I'm not clear on why we wait until the end of the trial, have the applicants prepare some big report plus the data, and then go through a weeks long analysis by the regulator.

You only have a couple tens of thousands of trial subjects with a couple hundred cases of Covid and likely less than a thousand other medical events during the couple month duration of the trial.

?

like the Lancet, the gold standard medical journal, that published the MMR study, linking vaccines with autism, igniting the Anti-vaxxer movement.

Scientific and academic peer-reviewed journals publish incorrect and fraudulent papers all the time.

Peer review is not some process guaranteeing correctness. In practice, it consists of sending a version of the paper that has undergone a preliminary review by editors out to a few researchers familiar with the type of subject matter. These "peer reviewers" are busy with their own work, they are not paid, and they are on fairly tight deadlines to submit their review. They will not have the time, resources or raw information to redo any of the analysis for correctness. They certainly won't replicate any experiments. The review is mostly about general reasonableness of the paper and whether the results are important enough to be published in the journal. In particular, will the paper be cited often enough in the future to maintain or increase the journal's impact factor.

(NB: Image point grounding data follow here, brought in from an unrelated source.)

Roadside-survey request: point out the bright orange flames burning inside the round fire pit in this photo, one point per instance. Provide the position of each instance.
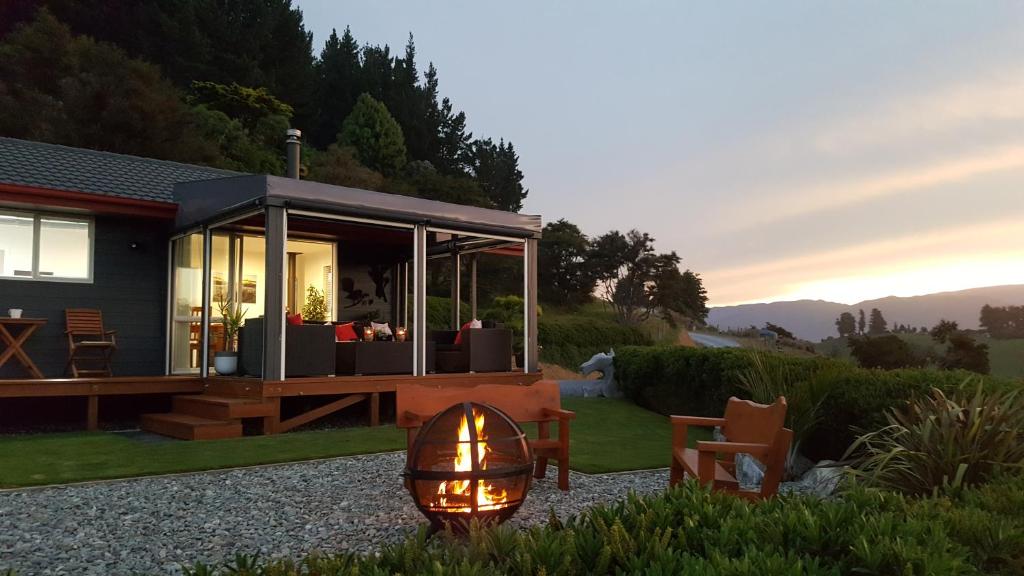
(488, 498)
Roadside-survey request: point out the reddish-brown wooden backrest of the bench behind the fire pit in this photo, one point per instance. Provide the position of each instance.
(522, 403)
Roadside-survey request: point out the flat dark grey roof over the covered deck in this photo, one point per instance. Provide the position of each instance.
(204, 202)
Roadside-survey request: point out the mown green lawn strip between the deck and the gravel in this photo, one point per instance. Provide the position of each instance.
(608, 436)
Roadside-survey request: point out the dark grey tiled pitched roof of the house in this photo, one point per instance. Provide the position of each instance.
(76, 170)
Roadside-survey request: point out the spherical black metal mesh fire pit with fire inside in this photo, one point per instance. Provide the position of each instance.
(471, 462)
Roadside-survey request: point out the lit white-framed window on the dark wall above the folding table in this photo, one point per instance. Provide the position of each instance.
(46, 246)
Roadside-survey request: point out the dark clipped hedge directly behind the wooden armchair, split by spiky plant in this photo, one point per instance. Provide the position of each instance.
(699, 382)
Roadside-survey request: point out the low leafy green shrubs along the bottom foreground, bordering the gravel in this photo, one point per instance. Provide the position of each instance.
(689, 531)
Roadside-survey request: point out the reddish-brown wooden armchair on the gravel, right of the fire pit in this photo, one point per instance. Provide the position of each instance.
(752, 429)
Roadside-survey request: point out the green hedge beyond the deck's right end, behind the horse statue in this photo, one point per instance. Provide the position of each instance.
(572, 340)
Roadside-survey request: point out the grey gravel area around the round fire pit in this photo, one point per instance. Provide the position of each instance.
(153, 525)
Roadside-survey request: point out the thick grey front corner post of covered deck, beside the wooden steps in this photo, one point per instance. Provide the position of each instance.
(274, 335)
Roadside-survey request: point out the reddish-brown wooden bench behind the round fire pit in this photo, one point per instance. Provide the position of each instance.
(540, 402)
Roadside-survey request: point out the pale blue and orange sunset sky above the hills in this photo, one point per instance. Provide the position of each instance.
(794, 150)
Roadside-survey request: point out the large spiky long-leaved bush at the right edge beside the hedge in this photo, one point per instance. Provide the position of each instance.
(942, 442)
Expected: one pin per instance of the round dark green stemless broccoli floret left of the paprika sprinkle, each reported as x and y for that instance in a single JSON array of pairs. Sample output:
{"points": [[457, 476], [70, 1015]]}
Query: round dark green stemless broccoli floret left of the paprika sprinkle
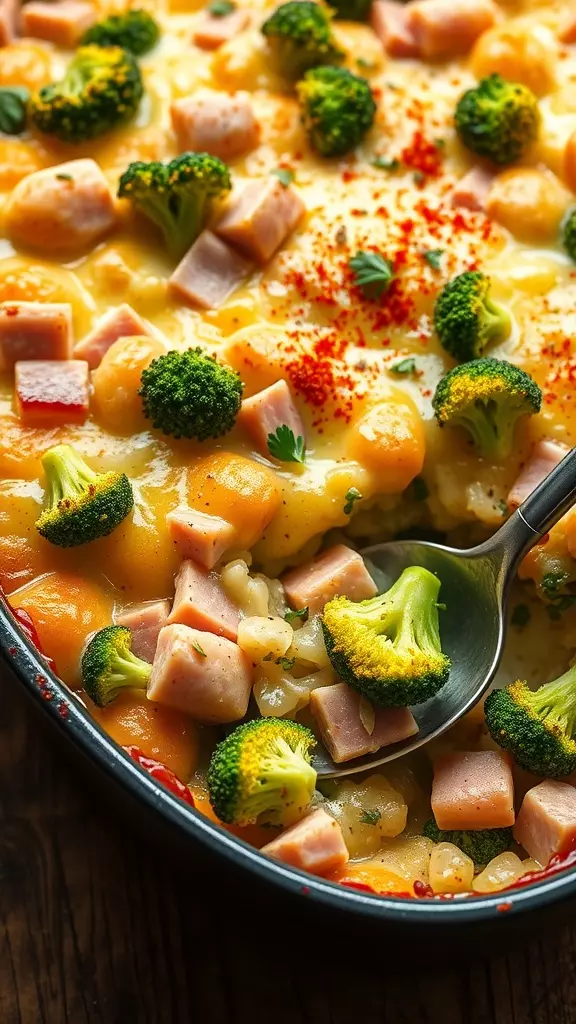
{"points": [[189, 395]]}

like all those years in the '80s saying Mad Cow was no threat to the public. You can't trust the Tories on health, least of all, 'herd immunity' Boris.

I think the aggregate matters.

It is good that UK approved. It will be good when the FDA approves it. It will be better when the WHO, EU, Australia, Canada, etc. approve it.

When multiple independent agencies approve it, my confidence goes up exponentially with each one.